Look at PXD- a consulting reservoir engineering firm uses their working and revenue interest deck, expense data, and production curves and comes up with a Standardized Measure of Oil and Gas Reserves (SMOG) of $9.7 Billion at $52 buck WTI. Their balance sheet shows property plant and equipment of $14 Billion. They should take a $4.5 B write down today. Now at $30 buck oil, their stock market value still exceeds $12 Billion. Before this crisis, they were twice that.
What do people expect these companies which do no exploration, have no 500 PHD research centers, and can’t deliver anything but the same old same old Powerpoint lies to make the widget factory the oil business has become “function” to deliver? What are we missing?
Brooke PE. To me, the shale companies are now nothing more than royalty trusts (with a mountain of debt).
The locations are all known. The acreage is all defined.
The problem is unlike royalty trusts (and stripper production) there is still the massive decline rate and need for constant massive CAPEX, just to maintain production.
Right now, all shale companies have zero value outside of a call on the price of oil and natural gas.
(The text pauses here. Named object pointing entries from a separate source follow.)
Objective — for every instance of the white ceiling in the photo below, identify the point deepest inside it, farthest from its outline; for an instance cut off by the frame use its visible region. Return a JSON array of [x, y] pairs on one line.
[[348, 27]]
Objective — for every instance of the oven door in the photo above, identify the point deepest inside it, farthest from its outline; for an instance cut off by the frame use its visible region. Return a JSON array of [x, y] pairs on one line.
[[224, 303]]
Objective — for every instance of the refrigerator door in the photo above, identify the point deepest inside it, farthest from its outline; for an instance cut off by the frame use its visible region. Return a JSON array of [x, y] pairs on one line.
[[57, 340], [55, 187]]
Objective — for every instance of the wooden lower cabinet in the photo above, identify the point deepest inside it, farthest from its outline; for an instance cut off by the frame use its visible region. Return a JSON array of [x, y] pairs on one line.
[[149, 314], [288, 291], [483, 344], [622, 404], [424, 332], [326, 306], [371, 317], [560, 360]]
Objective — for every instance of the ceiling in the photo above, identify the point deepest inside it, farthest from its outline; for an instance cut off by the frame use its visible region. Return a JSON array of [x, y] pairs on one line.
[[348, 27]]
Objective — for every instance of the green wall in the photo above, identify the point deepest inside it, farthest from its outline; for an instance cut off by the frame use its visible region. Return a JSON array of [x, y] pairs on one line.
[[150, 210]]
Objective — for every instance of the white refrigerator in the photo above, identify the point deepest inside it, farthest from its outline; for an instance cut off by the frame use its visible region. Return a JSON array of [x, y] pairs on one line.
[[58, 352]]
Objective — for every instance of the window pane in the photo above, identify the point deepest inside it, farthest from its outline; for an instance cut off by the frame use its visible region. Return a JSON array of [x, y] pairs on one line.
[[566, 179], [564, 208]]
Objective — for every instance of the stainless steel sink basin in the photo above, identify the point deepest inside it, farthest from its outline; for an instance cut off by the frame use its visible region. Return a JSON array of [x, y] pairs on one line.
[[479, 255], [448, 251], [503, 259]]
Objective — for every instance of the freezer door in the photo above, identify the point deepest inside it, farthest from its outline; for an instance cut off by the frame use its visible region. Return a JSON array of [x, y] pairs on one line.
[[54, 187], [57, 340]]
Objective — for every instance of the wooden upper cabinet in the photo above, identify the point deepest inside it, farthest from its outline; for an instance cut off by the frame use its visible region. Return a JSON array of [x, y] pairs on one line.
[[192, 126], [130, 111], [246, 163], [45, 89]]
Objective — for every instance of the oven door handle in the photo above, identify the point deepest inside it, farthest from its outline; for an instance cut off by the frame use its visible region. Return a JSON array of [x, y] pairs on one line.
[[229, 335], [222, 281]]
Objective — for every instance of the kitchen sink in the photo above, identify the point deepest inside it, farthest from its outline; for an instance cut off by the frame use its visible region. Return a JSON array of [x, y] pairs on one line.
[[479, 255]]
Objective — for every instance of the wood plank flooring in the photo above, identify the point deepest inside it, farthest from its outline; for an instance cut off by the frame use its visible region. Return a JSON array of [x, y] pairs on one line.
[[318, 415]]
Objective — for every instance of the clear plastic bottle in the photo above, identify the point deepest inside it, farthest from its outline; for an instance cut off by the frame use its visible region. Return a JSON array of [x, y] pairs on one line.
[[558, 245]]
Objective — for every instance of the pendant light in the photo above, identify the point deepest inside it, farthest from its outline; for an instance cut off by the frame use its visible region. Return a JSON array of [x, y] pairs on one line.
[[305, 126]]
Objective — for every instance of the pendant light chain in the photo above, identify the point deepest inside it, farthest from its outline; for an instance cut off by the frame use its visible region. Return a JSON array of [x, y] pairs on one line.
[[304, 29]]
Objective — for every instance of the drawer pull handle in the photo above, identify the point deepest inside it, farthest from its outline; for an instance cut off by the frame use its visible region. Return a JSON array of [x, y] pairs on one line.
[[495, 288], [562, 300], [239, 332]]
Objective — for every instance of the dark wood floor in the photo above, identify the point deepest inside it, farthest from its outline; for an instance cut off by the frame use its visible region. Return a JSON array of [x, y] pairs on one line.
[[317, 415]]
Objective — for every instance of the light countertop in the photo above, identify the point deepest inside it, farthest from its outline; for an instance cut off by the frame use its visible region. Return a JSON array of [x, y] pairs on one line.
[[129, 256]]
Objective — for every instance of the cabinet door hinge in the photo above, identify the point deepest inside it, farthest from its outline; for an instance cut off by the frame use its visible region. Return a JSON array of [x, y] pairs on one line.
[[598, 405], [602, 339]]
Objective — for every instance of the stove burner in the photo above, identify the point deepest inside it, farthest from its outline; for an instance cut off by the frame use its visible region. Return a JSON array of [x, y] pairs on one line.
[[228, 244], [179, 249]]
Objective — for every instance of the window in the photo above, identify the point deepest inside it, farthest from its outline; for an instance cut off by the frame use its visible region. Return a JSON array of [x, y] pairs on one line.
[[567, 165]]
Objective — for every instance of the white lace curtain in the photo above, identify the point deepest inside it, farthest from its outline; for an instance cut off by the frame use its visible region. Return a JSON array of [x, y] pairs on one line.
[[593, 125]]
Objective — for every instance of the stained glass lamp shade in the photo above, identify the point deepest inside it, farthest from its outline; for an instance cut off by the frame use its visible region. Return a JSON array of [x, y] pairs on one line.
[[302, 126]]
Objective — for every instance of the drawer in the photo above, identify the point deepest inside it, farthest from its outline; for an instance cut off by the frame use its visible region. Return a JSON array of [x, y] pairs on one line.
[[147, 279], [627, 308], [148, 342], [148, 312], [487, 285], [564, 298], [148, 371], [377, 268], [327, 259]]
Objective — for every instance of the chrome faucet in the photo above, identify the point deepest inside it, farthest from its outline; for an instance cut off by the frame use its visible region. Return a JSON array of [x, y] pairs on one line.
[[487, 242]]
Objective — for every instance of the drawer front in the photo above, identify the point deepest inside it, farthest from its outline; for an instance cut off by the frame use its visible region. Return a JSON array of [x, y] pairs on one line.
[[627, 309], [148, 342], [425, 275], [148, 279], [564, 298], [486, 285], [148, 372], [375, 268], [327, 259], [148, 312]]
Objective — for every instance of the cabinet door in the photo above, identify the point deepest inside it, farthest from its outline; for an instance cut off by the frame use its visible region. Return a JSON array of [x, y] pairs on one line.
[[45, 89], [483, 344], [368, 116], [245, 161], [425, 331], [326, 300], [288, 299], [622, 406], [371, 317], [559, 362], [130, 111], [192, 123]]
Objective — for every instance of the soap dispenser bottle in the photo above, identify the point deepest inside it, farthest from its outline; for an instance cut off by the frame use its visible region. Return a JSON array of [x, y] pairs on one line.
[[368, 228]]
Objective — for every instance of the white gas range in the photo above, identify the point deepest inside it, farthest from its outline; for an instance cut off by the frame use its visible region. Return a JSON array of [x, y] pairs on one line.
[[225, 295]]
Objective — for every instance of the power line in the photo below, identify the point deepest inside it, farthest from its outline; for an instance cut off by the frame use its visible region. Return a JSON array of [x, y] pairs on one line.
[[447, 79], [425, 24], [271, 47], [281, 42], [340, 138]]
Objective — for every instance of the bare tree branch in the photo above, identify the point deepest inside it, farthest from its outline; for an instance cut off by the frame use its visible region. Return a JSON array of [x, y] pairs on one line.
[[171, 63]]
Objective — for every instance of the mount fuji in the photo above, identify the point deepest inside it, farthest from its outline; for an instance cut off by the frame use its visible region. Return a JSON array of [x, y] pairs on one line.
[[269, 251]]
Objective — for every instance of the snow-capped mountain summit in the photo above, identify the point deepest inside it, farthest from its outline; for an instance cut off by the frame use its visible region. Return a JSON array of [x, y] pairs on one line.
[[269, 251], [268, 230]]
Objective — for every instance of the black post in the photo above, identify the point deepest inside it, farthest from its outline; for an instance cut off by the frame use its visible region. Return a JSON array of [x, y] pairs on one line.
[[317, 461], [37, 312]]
JB, I think we are finally gaining on it. As the tide has gone out, the lies have all been exposed; its taken 11 years and the loss of hundreds of billions of dollars, but I think people have it sorted it out now. The PE money, and POTUS, will try to float it all for a little longer, buts it going down now with a thud.
I love the SPE thing; my tally book calcs. say that 70MM BO to fill the SPR will net the US shale oil industry less than $475MM, after all costs…that will pay its interest on total long term debt for about…17 days.
Enno,
The improvement in ShaleProfile’s maps is a spectacular improvement! Thank you.
Great to hear that John, thank you for the feedback!